Within the 3GPP ecosystem, AAC-LD functions as a mandatory codec for certain real-time communication services. It is integrated into the Media Processing functions of the IP Multimedia Subsystem (IMS) for packet-switched voice and video services. For example, in Voice over LTE (VoLTE) and Video over LTE (ViLTE), AAC-LD can be negotiated during the Session Description Protocol (SDP) offer/answer exchange as part of the Session Initiation Protocol (SIP) signaling. The encoded audio frames are packetized into Real-time Transport Protocol (RTP) packets for transmission over the IP-based bearer. Its role is to provide a high-fidelity, low-latency audio experience that is perceptually indistinguishable from a face-to-face conversation, which is a fundamental requirement for user acceptance of telephony and conferencing services over mobile broadband networks.

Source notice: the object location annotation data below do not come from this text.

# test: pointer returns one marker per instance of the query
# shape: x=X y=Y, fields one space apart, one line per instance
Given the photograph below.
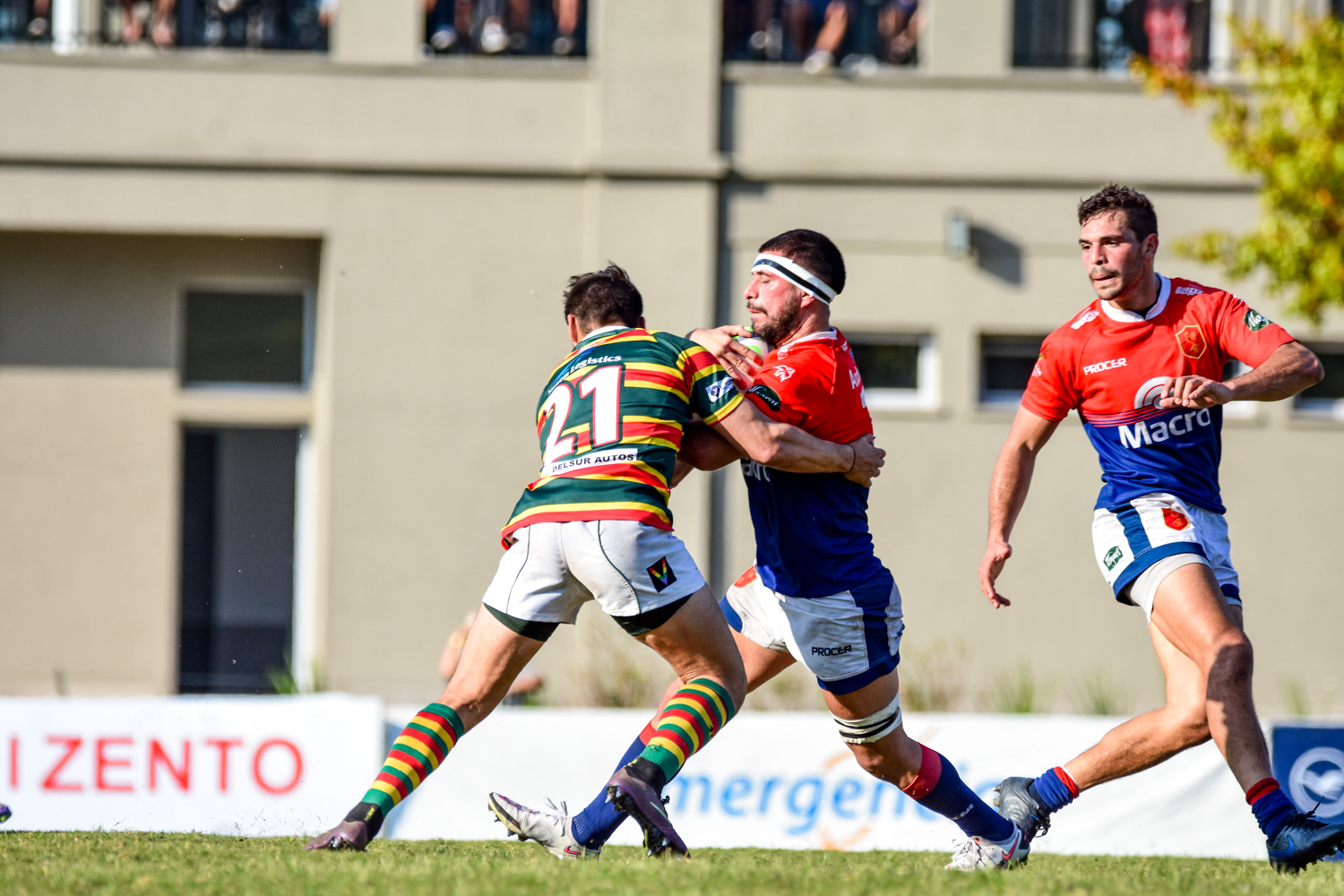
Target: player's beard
x=776 y=330
x=1123 y=280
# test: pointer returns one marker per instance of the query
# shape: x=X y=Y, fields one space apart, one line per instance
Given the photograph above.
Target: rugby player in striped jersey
x=596 y=525
x=816 y=594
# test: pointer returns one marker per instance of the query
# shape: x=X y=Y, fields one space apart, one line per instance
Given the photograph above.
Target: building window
x=246 y=339
x=1325 y=398
x=900 y=370
x=859 y=37
x=1005 y=365
x=505 y=27
x=1107 y=34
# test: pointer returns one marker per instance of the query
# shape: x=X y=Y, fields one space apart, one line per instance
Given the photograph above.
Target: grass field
x=99 y=863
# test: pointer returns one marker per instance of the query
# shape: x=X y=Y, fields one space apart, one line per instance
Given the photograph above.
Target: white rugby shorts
x=628 y=567
x=846 y=640
x=1142 y=541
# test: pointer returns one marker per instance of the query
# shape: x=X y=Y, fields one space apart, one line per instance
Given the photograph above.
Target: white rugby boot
x=551 y=829
x=980 y=853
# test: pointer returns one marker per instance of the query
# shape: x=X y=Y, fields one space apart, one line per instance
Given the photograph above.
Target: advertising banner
x=787 y=780
x=1309 y=764
x=249 y=766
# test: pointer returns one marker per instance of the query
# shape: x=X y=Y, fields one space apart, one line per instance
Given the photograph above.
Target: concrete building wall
x=437 y=209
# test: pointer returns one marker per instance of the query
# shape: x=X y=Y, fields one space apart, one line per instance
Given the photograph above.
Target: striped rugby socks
x=688 y=720
x=422 y=745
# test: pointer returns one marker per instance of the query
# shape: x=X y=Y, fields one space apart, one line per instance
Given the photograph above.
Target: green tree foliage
x=1284 y=125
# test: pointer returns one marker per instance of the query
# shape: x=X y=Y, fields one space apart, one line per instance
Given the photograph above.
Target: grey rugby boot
x=642 y=802
x=349 y=834
x=551 y=829
x=1018 y=801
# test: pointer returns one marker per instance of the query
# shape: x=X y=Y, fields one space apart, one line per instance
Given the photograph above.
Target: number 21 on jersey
x=604 y=386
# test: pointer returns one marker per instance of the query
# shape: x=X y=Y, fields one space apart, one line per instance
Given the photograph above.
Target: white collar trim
x=609 y=328
x=1121 y=316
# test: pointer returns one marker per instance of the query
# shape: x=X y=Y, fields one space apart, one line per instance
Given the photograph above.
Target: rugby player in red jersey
x=1142 y=366
x=816 y=594
x=594 y=525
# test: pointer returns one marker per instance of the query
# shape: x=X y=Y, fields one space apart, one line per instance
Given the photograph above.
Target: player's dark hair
x=1139 y=212
x=604 y=297
x=814 y=252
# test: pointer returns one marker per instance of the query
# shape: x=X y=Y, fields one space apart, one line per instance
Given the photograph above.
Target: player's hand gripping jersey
x=610 y=422
x=1110 y=365
x=812 y=528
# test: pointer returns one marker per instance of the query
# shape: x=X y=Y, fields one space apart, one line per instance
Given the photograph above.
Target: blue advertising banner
x=1309 y=764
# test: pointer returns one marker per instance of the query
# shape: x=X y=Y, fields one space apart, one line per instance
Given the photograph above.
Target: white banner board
x=787 y=780
x=250 y=766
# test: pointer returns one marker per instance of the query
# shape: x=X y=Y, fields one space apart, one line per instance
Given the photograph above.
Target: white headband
x=796 y=274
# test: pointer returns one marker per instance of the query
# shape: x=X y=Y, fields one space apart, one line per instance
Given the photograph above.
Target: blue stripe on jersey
x=1134 y=533
x=1175 y=450
x=1142 y=562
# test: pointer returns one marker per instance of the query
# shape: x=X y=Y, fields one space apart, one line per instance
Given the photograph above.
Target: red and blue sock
x=1271 y=806
x=1056 y=788
x=940 y=788
x=594 y=825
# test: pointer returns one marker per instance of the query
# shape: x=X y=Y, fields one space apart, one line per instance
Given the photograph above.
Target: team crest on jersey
x=1113 y=556
x=766 y=394
x=1255 y=322
x=661 y=575
x=1175 y=519
x=1191 y=340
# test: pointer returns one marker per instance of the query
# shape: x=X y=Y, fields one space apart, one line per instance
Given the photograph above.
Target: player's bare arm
x=738 y=360
x=787 y=447
x=1008 y=492
x=1284 y=374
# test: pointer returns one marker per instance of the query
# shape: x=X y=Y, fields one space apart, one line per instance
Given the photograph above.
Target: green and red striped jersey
x=610 y=422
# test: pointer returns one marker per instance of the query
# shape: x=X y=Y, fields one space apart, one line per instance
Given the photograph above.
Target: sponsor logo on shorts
x=766 y=394
x=722 y=389
x=1090 y=314
x=661 y=575
x=1113 y=556
x=1255 y=322
x=1191 y=340
x=1104 y=366
x=591 y=458
x=1175 y=519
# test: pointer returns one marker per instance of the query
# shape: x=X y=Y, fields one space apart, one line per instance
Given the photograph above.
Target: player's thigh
x=1193 y=616
x=532 y=584
x=696 y=641
x=1185 y=683
x=632 y=570
x=761 y=664
x=851 y=638
x=492 y=657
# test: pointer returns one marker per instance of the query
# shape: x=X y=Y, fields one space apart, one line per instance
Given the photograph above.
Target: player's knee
x=1191 y=727
x=1233 y=659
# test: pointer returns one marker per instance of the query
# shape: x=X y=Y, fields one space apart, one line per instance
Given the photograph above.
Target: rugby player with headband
x=816 y=592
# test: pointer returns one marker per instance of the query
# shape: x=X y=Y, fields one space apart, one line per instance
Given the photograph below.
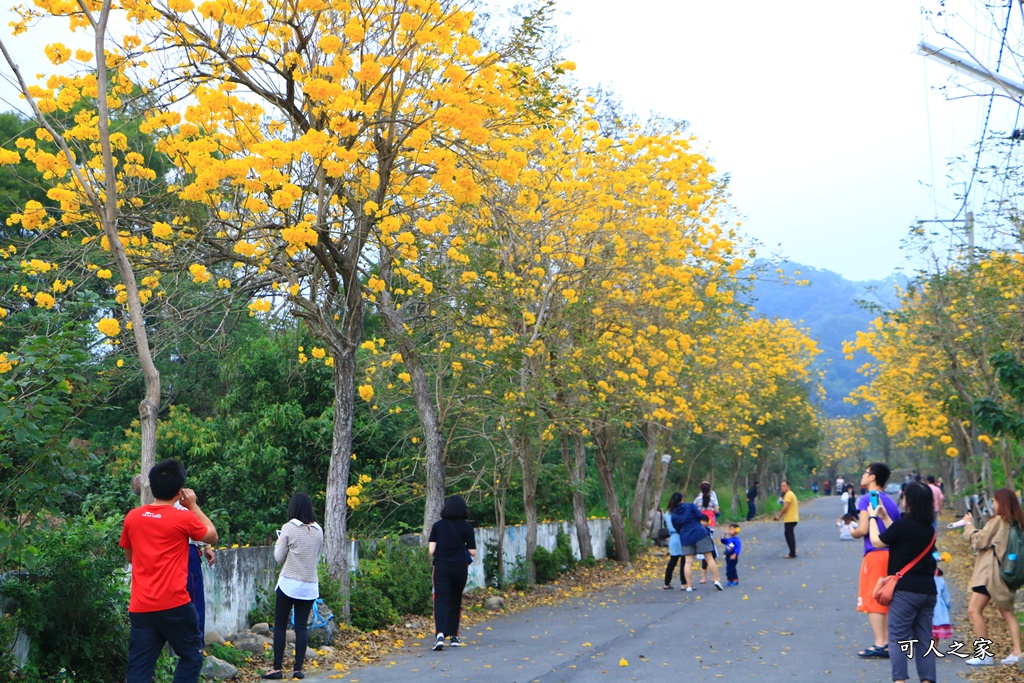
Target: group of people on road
x=691 y=538
x=899 y=547
x=165 y=541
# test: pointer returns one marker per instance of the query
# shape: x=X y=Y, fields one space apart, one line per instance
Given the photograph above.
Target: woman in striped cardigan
x=299 y=545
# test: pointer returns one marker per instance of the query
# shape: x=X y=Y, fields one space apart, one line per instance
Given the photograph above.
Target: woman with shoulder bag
x=299 y=544
x=675 y=547
x=911 y=578
x=986 y=584
x=453 y=546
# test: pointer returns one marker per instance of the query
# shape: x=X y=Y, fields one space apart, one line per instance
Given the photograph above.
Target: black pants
x=791 y=538
x=282 y=610
x=148 y=633
x=450 y=582
x=675 y=559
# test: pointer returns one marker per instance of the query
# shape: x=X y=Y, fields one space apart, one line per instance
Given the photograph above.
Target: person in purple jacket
x=876 y=562
x=693 y=539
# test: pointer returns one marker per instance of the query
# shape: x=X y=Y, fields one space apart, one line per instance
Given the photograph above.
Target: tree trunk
x=655 y=499
x=425 y=409
x=530 y=473
x=603 y=439
x=576 y=464
x=336 y=516
x=638 y=512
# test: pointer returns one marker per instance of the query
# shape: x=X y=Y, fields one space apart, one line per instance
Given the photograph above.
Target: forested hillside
x=834 y=308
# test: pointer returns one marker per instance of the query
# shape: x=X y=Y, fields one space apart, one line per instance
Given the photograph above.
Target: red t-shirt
x=158 y=537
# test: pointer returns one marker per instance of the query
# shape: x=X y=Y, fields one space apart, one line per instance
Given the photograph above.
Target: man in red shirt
x=155 y=539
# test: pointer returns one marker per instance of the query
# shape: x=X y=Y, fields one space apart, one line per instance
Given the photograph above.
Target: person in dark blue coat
x=693 y=539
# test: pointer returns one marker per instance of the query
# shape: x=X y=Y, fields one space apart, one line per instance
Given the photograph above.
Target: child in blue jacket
x=732 y=548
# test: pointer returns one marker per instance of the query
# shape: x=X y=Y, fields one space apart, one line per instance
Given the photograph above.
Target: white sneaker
x=980 y=662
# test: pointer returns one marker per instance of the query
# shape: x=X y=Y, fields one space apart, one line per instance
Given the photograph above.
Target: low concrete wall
x=237 y=577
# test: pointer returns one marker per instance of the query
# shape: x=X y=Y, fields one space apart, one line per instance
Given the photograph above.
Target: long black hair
x=301 y=508
x=455 y=508
x=919 y=502
x=706 y=495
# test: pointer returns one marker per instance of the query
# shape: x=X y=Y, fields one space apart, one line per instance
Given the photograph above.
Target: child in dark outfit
x=732 y=547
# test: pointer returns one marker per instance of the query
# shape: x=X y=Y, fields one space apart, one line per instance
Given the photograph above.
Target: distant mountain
x=828 y=308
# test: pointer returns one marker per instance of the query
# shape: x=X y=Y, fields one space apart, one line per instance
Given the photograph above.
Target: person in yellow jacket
x=790 y=516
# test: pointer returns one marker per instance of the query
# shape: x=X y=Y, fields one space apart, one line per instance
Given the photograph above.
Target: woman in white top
x=299 y=545
x=707 y=502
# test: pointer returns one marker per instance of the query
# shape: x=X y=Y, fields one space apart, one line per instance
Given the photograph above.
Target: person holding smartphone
x=876 y=561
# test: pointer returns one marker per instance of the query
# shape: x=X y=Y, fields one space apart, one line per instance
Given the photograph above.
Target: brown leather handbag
x=887 y=585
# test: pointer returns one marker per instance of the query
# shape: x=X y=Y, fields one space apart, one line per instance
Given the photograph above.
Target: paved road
x=788 y=620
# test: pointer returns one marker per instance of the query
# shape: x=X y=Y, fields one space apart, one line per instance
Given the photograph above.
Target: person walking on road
x=986 y=584
x=155 y=539
x=876 y=561
x=675 y=547
x=910 y=541
x=752 y=501
x=790 y=516
x=453 y=547
x=299 y=545
x=693 y=539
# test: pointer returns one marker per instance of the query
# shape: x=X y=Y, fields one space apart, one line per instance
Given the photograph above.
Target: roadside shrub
x=391 y=582
x=227 y=653
x=635 y=542
x=262 y=609
x=73 y=604
x=370 y=607
x=546 y=564
x=563 y=551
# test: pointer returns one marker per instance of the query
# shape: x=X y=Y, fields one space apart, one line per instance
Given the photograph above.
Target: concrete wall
x=237 y=577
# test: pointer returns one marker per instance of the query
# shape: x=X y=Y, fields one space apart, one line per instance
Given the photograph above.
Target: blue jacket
x=732 y=546
x=686 y=521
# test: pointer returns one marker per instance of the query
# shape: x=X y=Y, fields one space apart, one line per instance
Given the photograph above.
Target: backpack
x=1012 y=566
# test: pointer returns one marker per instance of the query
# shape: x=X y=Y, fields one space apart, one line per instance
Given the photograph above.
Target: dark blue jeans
x=148 y=633
x=195 y=587
x=910 y=619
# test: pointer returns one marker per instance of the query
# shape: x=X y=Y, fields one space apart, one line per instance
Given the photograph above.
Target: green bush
x=8 y=633
x=73 y=604
x=563 y=551
x=635 y=542
x=393 y=580
x=370 y=607
x=227 y=653
x=262 y=609
x=492 y=574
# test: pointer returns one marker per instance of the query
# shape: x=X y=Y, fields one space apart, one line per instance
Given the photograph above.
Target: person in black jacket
x=453 y=548
x=913 y=600
x=752 y=501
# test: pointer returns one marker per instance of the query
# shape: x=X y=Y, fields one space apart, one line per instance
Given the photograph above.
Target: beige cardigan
x=990 y=544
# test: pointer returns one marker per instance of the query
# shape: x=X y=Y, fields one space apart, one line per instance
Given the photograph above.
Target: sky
x=829 y=125
x=835 y=133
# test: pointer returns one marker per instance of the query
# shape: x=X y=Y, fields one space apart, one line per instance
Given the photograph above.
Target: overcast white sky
x=818 y=110
x=827 y=122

The performance of AAC-LD is characterized by its excellent audio quality at low bitrates, rivaling that of higher-delay codecs like standard AAC-LC, but with a delay profile suitable for interactive use. It supports both mono and stereo configurations, making it suitable for music sharing and high-quality conference calls. The codec's robustness to packet loss is also a consideration, often managed in conjunction with RTP-based error concealment techniques at the receiver. Its implementation in devices and network equipment involves careful optimization of computational complexity to ensure efficient operation on mobile processors while meeting the stringent delay budget for end-to-end media paths.
Purpose & Motivation
AAC-LD was created to address the specific need for high-quality, low-latency audio in bidirectional real-time communication over packet-switched networks. Prior to its adoption, mobile telephony primarily relied on narrowband speech codecs like AMR-NB, which, while low in delay, offered limited audio bandwidth and quality unsuitable for music or high-fidelity voice. For multimedia services, standard audio codecs like AAC-LC or MP3 provided high quality but introduced high algorithmic delays (often 100+ ms) due to their use of long analysis windows for compression efficiency. This high delay is detrimental to conversational interactivity, causing noticeable talk-over effects and disrupting the natural flow of dialogue.
The motivation for AAC-LD stemmed from the evolution of mobile networks towards all-IP architectures like LTE and the rise of enriched communication services through IMS. Services such as VoLTE, ViLTE, and real-time video conferencing demanded an audio component that could deliver 'CD-like' stereo quality without sacrificing conversational latency. The traditional circuit-switched voice codecs were insufficient for these rich media applications. AAC-LD was standardized to fill this gap, providing a codec that could be used for both speech and music content with a delay comparable to traditional telephony codecs but with vastly superior audio fidelity.
By solving the latency-quality trade-off, AAC-LD enabled a new class of services. It allowed network operators and service providers to offer premium voice and video call experiences, music streaming with interactivity, and low-latency audio for gaming and augmented reality applications over cellular networks. Its introduction supported the 3GPP vision of convergent IP-based services, ensuring that the audio experience kept pace with improvements in video quality and network bandwidth, thereby enhancing overall user satisfaction and enabling the commercial success of advanced telephony services.
Key Features
- Algorithmic delay of approximately 20 ms, enabling natural conversation
- High audio quality supporting full stereo bandwidth up to 20 kHz
- Wide range of supported bitrates from 32 kbps to 64 kbps per channel
- Based on MPEG-4 AAC profile with a low-delay specific window sequence
- Supports various sampling rates (8, 16, 24, 32, 48 kHz) for flexibility
- Incorporates Temporal Noise Shaping (TNS) to control pre-echo artifacts
Evolution Across Releases
Initially standardized in 3GPP TS 26.923. AAC-LD was introduced as a mandatory codec for the Enhanced Voice Services (EVS) framework and for certain IMS-based communication services. The specification defined its bitstream format, decoder requirements, and performance characteristics for integration into VoLTE and other real-time multimedia applications, establishing it as the high-quality, low-delay audio option for LTE networks.
Defining Specifications
| Specification | Title |
|---|---|
| TS 26.923 | 3GPP TS 26.923 |